Here’s a story from the Fort Worth Report on the redistricting trial going on in El Paso, with a focus on the effect in Tarrant County.
Federal judges in El Paso are reviewing a lawsuit that alleges Texas redistricting architects racially discriminated against minority voters in drastically reshaping a Tarrant County-based state Senate district.
Under the 2021 redistricting plan by the Legislature, state Senate District 10, which had been based largely in southern Tarrant County, was stretched across a half-dozen counties to the west and south, with a resulting demographic shift to higher numbers of both white and Republican residents.
Beverly Powell, a Democrat who represented Senate District 10 at the time, joined then-Tarrant County Commissioner Roy Brooks and other North Texas plaintiffs in a lawsuit against the plan and later withdrew from seeking reelection in the face of likely defeat.
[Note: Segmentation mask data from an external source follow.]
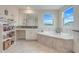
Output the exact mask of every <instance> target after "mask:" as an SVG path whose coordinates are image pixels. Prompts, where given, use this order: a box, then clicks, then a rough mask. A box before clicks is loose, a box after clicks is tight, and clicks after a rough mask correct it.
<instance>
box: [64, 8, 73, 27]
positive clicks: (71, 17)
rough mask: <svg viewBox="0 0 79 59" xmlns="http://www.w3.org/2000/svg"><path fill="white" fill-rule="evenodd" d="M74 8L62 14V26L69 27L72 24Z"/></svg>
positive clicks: (67, 10)
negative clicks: (62, 16)
mask: <svg viewBox="0 0 79 59" xmlns="http://www.w3.org/2000/svg"><path fill="white" fill-rule="evenodd" d="M73 14H74V8H73V7H71V8H68V9H66V10H65V12H64V25H67V26H70V25H72V24H73V23H74V16H73Z"/></svg>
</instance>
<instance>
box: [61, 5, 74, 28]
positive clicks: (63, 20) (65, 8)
mask: <svg viewBox="0 0 79 59" xmlns="http://www.w3.org/2000/svg"><path fill="white" fill-rule="evenodd" d="M71 8H73V9H74V7H72V6H71V7H67V8H65V9H64V11H63V13H62V17H63V26H64V27H70V26H71V25H73V24H71V25H65V24H64V12H65V11H67V10H68V9H71ZM74 10H75V9H74ZM72 15H73V19H74V12H73V14H72ZM74 21H75V20H74Z"/></svg>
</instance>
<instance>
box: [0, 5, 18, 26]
mask: <svg viewBox="0 0 79 59" xmlns="http://www.w3.org/2000/svg"><path fill="white" fill-rule="evenodd" d="M5 9H7V10H8V16H5V15H4V10H5ZM0 15H2V16H4V17H6V18H7V19H8V18H9V19H11V18H12V19H14V20H15V21H16V25H18V20H19V19H18V8H16V7H15V6H12V5H10V6H8V5H0ZM12 15H13V17H12Z"/></svg>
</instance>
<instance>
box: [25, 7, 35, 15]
mask: <svg viewBox="0 0 79 59" xmlns="http://www.w3.org/2000/svg"><path fill="white" fill-rule="evenodd" d="M24 13H26V14H33V13H34V11H33V10H32V9H31V8H30V7H27V8H26V10H24Z"/></svg>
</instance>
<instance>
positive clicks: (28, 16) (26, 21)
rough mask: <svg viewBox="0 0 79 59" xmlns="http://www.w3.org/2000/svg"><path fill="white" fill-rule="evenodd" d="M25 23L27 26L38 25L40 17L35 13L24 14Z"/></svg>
mask: <svg viewBox="0 0 79 59" xmlns="http://www.w3.org/2000/svg"><path fill="white" fill-rule="evenodd" d="M23 24H24V25H25V26H37V24H38V17H37V16H36V15H35V14H24V21H23Z"/></svg>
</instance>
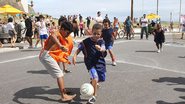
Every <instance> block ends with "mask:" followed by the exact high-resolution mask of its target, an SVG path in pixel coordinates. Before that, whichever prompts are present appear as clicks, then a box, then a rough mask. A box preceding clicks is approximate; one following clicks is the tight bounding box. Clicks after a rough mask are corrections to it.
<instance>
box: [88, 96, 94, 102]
mask: <svg viewBox="0 0 185 104" xmlns="http://www.w3.org/2000/svg"><path fill="white" fill-rule="evenodd" d="M95 101H96V97H95V96H92V97H91V98H90V99H89V100H88V102H87V104H94V103H95Z"/></svg>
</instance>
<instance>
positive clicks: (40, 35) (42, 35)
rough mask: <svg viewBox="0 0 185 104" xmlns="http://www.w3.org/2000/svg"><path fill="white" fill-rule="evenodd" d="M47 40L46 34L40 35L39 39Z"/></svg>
mask: <svg viewBox="0 0 185 104" xmlns="http://www.w3.org/2000/svg"><path fill="white" fill-rule="evenodd" d="M47 38H48V35H47V34H44V35H40V39H47Z"/></svg>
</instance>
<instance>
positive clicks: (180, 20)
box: [179, 0, 182, 32]
mask: <svg viewBox="0 0 185 104" xmlns="http://www.w3.org/2000/svg"><path fill="white" fill-rule="evenodd" d="M181 9H182V0H180V10H179V32H180V22H181Z"/></svg>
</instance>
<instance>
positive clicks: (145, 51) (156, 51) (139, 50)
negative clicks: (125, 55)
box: [135, 50, 157, 53]
mask: <svg viewBox="0 0 185 104" xmlns="http://www.w3.org/2000/svg"><path fill="white" fill-rule="evenodd" d="M135 52H151V53H156V52H157V51H147V50H146V51H145V50H138V51H135Z"/></svg>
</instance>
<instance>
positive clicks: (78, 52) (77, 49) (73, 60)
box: [72, 49, 81, 65]
mask: <svg viewBox="0 0 185 104" xmlns="http://www.w3.org/2000/svg"><path fill="white" fill-rule="evenodd" d="M80 52H81V50H80V49H77V50H76V52H75V53H74V56H73V60H72V61H73V65H75V64H76V57H77V55H78V54H79V53H80Z"/></svg>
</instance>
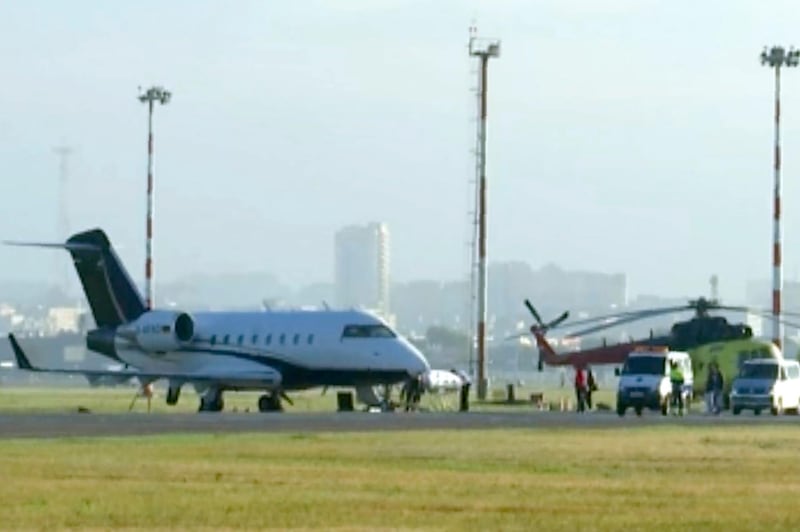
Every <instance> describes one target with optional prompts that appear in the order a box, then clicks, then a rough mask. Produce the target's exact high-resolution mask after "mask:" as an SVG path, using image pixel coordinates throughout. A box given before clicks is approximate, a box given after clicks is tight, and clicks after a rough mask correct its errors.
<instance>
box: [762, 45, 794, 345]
mask: <svg viewBox="0 0 800 532" xmlns="http://www.w3.org/2000/svg"><path fill="white" fill-rule="evenodd" d="M799 58H800V51H798V50H793V49H791V48H790V49H789V50H788V52H787V51H786V50H784V49H783V48H781V47H780V46H773V47H772V48H771V49H769V50H767V49H766V48H764V51H762V52H761V64H762V65H767V66H769V67H770V68H774V69H775V151H774V160H773V170H774V173H775V189H774V197H773V224H774V225H773V235H772V237H773V239H772V341H773V343H774V344H775V345H776V346H777V347H778V348H780V347H781V344H782V343H783V323H781V289H782V288H783V264H782V262H781V241H782V232H781V129H780V126H781V67H782V66H786V67H792V66H797V64H798V59H799Z"/></svg>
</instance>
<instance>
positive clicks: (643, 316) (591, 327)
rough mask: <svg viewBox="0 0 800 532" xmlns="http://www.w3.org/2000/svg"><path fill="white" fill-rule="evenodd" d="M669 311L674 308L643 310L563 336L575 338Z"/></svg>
mask: <svg viewBox="0 0 800 532" xmlns="http://www.w3.org/2000/svg"><path fill="white" fill-rule="evenodd" d="M670 312H675V309H668V310H667V309H661V310H652V311H647V312H644V313H641V314H638V315H634V316H628V317H625V318H620V319H618V320H615V321H612V322H609V323H601V324H599V325H594V326H592V327H588V328H586V329H581V330H580V331H575V332H571V333H569V334H565V335H564V337H565V338H577V337H578V336H585V335H587V334H590V333H593V332H597V331H602V330H604V329H609V328H611V327H616V326H617V325H622V324H625V323H630V322H633V321H638V320H642V319H645V318H652V317H655V316H659V315H661V314H667V313H670Z"/></svg>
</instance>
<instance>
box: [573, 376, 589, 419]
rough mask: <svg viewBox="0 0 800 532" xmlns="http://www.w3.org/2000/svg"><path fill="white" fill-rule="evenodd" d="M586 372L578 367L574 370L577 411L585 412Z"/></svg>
mask: <svg viewBox="0 0 800 532" xmlns="http://www.w3.org/2000/svg"><path fill="white" fill-rule="evenodd" d="M586 390H587V388H586V371H585V370H584V369H583V368H582V367H580V366H578V367H576V368H575V399H576V400H577V401H578V404H577V411H578V412H585V411H586Z"/></svg>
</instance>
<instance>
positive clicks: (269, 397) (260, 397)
mask: <svg viewBox="0 0 800 532" xmlns="http://www.w3.org/2000/svg"><path fill="white" fill-rule="evenodd" d="M273 402H274V400H273V399H272V397H271V396H270V395H269V394H266V393H265V394H264V395H262V396H261V397H259V398H258V411H259V412H273V411H274V410H275V407H274V405H273Z"/></svg>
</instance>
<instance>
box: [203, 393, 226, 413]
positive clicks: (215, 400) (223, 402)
mask: <svg viewBox="0 0 800 532" xmlns="http://www.w3.org/2000/svg"><path fill="white" fill-rule="evenodd" d="M224 408H225V401H224V400H223V399H222V396H219V397H217V398H216V399H215V400H213V401H206V399H205V397H203V398H201V399H200V408H199V409H198V412H222V410H223V409H224Z"/></svg>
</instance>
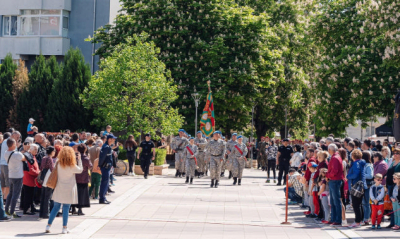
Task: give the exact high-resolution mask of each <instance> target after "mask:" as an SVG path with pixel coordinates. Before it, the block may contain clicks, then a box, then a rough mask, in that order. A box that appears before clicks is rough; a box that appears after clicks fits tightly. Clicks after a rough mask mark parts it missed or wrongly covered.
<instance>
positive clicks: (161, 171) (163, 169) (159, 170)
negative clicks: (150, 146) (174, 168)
mask: <svg viewBox="0 0 400 239" xmlns="http://www.w3.org/2000/svg"><path fill="white" fill-rule="evenodd" d="M168 167H169V164H163V165H159V166H154V175H168Z"/></svg>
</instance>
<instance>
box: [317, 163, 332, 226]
mask: <svg viewBox="0 0 400 239" xmlns="http://www.w3.org/2000/svg"><path fill="white" fill-rule="evenodd" d="M327 172H328V169H327V168H321V169H320V172H319V177H318V185H319V192H318V196H319V197H320V199H321V204H322V208H323V211H324V219H323V220H322V221H321V222H322V223H324V224H328V223H329V219H330V216H331V209H330V207H329V185H328V182H327V178H326V173H327Z"/></svg>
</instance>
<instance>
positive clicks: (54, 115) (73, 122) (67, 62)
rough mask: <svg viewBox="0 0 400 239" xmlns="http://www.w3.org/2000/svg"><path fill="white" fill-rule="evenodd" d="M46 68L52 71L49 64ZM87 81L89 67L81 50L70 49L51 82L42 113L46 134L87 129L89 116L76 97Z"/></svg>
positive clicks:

Nearly four years later, the Senate District 10 case is part of a consolidated group of redistricting challenges being heard before a three-judge panel. Designating Gov. Greg Abbott as the chief defendant, at least six major plaintiff groups are contesting electoral maps on the grounds that they ignored surging Latino growth in the last decade and diluted the influence of Blacks and Hispanics at the ballot box.
The trial started May 21.
[…]
Matt Angle, Texas political analyst and founder of the Democrat-aligned Lone Star Project, said the Senate District 10 redistricting is “by far” a dominant issue in the El Paso trial as the “most egregious violation of the Voting Rights Act.”
The plan retained parts of Tarrant County and neighboring Parker County, but stretched much of Senate District 10 out of the populous Fort Worth-Dallas region to include all of Brown, Callahan, Johnson, Palo Pinto, Shackelford and Stephens counties.
“They cracked apart all the minority areas of that district and packed them into areas that were largely white areas,” Powell told the Fort Worth Report, using terms associated with redistricting tactics. “And it’s a sad shame that they completely — what’s the word I’m looking for? — annihilated the voice of minorities across Senate District 10.”
Powell, now a special assistant to Texas Wesleyan University President Emily Messer, spent one term in the Senate and moved to Fort Worth about three years ago with her banker husband, Charlie Powell. In 2018, she defeated Sen. Konni Burton, a Republican, for the Senate District 10 seat.
After the 2021 redistricting, Powell declared the reelection race as “unwinnable” and withdrew, giving an opening to former Fort Worth policeman and long-time state Rep. Phil King of Weatherford, who was unopposed as the only Republican in the 2022 general election.
See here, here, here, and here for some background on the SD10 part of this, and here for more on the ongoing trial, for which I’ve seen basically no news since it began. I’d forgotten that SD10 was still part of this, because once there was no temporary restraining order to prevent the new district from being used in the primary, it was already a loss from the Democratic perspective. Even with a win and an eventual opportunity to take SD10 back, the best case scenario is probably the 2028 election, meaning that it would have been illegally drawn for Republicans for nearly the entire decade. Pretty good deal for the lawbreakers, if indeed they are ruled to have broken the law. Needless to say, SCOTUS has done a lot to stack the odds in their favor.